If that still doesn’t do it, I would try splitting it into 2 agent steps: first agent to extract the text from the PDF, second agent to find the addresses in the text.

Feel free to share your prompt if you want input or feedback!

-Natalka


Alexey_Gusev
Forum|alt.badge.img+25
  • Author
  • Brainy
  • March 12, 2026

Actually, it’s possible to vary temperature in some way
 

I tried many ways, including “Extract Address in a just text mode”, then output it form that text via formula or via another AI. The problem is on the “Extract Adress” step
It is possible to do “just OCR”, then process but document contains a lot of text and a very little amount of user-entered.
I tried your way, a bit changed, “For example, if the PDF document contains a street address...” - not helpful. Your idea about randomness almost became a “game-changer” in my case. When I set it to ‘Meduim’, it started to fill Address. But the problem is that address data has nothing in common with real document data. It just invents random address.

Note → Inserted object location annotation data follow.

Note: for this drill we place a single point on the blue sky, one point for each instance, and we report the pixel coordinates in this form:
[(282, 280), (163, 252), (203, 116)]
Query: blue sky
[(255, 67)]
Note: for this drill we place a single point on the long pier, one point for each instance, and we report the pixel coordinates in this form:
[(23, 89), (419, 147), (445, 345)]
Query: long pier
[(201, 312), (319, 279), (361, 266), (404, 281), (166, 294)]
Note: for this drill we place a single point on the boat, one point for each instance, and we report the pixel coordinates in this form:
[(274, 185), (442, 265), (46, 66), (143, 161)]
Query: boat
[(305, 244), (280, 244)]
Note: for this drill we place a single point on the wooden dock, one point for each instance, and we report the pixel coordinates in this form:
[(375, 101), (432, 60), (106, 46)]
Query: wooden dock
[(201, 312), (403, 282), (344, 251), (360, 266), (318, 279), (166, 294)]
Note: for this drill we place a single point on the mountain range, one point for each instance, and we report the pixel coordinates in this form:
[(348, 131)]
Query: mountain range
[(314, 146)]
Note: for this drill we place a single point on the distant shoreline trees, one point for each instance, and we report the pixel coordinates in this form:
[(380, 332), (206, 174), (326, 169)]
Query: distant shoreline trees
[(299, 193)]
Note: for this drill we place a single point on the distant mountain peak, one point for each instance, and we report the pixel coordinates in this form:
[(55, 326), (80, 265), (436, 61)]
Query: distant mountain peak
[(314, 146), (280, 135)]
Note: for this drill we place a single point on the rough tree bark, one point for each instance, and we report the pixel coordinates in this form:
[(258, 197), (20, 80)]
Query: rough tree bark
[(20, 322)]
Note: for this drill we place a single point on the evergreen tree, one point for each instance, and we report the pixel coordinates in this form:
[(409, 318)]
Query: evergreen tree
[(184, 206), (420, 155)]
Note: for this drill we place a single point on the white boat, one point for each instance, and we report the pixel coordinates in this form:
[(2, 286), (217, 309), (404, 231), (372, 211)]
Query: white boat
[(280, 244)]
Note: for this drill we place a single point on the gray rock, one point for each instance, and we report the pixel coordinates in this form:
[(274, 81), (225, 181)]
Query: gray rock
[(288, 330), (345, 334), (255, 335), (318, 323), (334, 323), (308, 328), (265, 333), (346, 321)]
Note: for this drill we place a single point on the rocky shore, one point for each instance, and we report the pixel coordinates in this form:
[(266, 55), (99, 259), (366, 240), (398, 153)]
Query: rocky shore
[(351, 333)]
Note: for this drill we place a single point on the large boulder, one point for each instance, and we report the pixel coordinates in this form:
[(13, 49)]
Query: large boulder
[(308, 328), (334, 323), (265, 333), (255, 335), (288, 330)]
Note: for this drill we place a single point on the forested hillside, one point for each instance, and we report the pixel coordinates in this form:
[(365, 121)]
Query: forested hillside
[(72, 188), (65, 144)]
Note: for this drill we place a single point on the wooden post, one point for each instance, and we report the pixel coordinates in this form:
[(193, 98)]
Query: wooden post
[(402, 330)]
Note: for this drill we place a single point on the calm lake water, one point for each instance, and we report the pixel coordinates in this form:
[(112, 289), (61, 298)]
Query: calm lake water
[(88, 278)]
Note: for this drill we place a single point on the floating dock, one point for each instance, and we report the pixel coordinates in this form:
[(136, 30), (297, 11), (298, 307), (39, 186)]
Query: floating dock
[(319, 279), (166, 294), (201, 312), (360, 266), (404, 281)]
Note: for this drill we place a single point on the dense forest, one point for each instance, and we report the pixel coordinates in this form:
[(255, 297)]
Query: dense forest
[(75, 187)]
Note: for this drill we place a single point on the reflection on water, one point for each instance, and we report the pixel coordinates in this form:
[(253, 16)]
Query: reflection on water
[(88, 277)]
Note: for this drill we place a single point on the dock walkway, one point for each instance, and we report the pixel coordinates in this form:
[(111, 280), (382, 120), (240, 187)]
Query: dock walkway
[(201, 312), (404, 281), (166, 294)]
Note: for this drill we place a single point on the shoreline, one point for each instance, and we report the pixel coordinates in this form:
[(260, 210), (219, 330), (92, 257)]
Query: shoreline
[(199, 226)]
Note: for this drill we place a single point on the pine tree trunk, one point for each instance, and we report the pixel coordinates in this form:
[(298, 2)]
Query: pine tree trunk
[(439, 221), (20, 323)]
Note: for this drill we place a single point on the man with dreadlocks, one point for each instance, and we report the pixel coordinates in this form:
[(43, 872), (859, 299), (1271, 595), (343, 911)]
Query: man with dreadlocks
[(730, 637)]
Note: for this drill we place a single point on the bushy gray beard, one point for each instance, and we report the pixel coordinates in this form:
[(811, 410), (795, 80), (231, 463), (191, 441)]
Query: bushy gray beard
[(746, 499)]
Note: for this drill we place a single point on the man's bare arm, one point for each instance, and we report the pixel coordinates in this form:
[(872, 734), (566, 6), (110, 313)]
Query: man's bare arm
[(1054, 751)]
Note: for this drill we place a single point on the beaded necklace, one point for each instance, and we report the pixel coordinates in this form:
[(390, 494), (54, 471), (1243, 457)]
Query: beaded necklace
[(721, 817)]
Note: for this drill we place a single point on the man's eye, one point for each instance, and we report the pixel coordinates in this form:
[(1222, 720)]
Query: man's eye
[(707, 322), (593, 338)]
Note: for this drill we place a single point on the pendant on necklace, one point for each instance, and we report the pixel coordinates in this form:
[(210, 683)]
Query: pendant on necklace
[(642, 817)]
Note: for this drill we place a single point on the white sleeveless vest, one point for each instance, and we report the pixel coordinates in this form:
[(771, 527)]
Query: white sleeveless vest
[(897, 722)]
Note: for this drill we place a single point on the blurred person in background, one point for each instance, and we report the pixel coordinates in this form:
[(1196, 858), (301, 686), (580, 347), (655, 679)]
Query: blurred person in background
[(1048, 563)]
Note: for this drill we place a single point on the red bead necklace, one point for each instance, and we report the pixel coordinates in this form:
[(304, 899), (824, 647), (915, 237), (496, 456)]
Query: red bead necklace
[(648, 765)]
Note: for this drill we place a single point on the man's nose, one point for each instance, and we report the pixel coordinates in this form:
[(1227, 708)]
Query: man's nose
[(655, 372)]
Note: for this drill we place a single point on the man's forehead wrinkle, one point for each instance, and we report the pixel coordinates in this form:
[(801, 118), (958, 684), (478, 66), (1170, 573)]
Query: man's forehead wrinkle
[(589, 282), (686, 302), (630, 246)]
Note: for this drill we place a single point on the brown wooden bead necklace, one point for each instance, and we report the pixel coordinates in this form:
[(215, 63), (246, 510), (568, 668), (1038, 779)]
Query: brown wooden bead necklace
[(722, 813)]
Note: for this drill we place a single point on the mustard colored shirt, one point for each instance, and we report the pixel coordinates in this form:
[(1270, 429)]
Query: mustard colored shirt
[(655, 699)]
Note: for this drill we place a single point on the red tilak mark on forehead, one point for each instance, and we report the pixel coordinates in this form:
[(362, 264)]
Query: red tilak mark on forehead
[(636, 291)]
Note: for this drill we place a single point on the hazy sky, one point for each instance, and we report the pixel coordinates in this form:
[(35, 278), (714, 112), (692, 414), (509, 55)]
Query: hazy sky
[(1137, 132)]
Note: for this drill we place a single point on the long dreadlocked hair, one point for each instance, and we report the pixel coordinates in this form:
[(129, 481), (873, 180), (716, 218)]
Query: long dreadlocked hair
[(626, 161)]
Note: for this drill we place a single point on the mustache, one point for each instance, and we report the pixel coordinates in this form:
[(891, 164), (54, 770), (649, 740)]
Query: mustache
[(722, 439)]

What really strange - it works other day, like, for 20 records from 130 and don’t work for others. If I try to restart agents, the result is the same, and the same after 2-3 hours. But after 1-2 days it might change.
Week before this problem, the similar prompt worked with the pack of forms of the similar type, as it should be. So I scanned 200+ docs, it gave me 200+ results (with <10 errors or little mistakes). 

 

 


nroshak
Forum|alt.badge.img+10
  • Inspiring
  • March 12, 2026

The only way to make LLM output close to repeatable is to set randomness=0, which isn’t possible in the field agent. Even with randomess=0 it’s not totally deterministic. This article has some good explanations about why the output can vary between two runs of the same prompt & same model:  https://www.vincentschmalbach.com/does-temperature-0-guarantee-deterministic-llm-outputs/

in particular (since you are using GPT-4.1) note this bit: 

Consider GPT-4 as an example (which is rumored to use MoE internally). Users observed that even at temperature 0, the same prompt could yield different continuations on different tries. A likely explanation is that GPT-4's backend packs multiple queries together for efficiency, and tokens from different users might contend for the same expert. If in one run your prompt's token got the primary expert and in another run it got a backup expert (due to a busy primary), the resulting token output could diverge. In effect, MoE routing can create a race condition – your tokens might "race" against others for expert capacity. The model's output can thus vary across API calls, even though no traditional random sampling is happening.

 

You could try tweaking the prompt as I suggested, or try with different models other than the default GPT-4.1.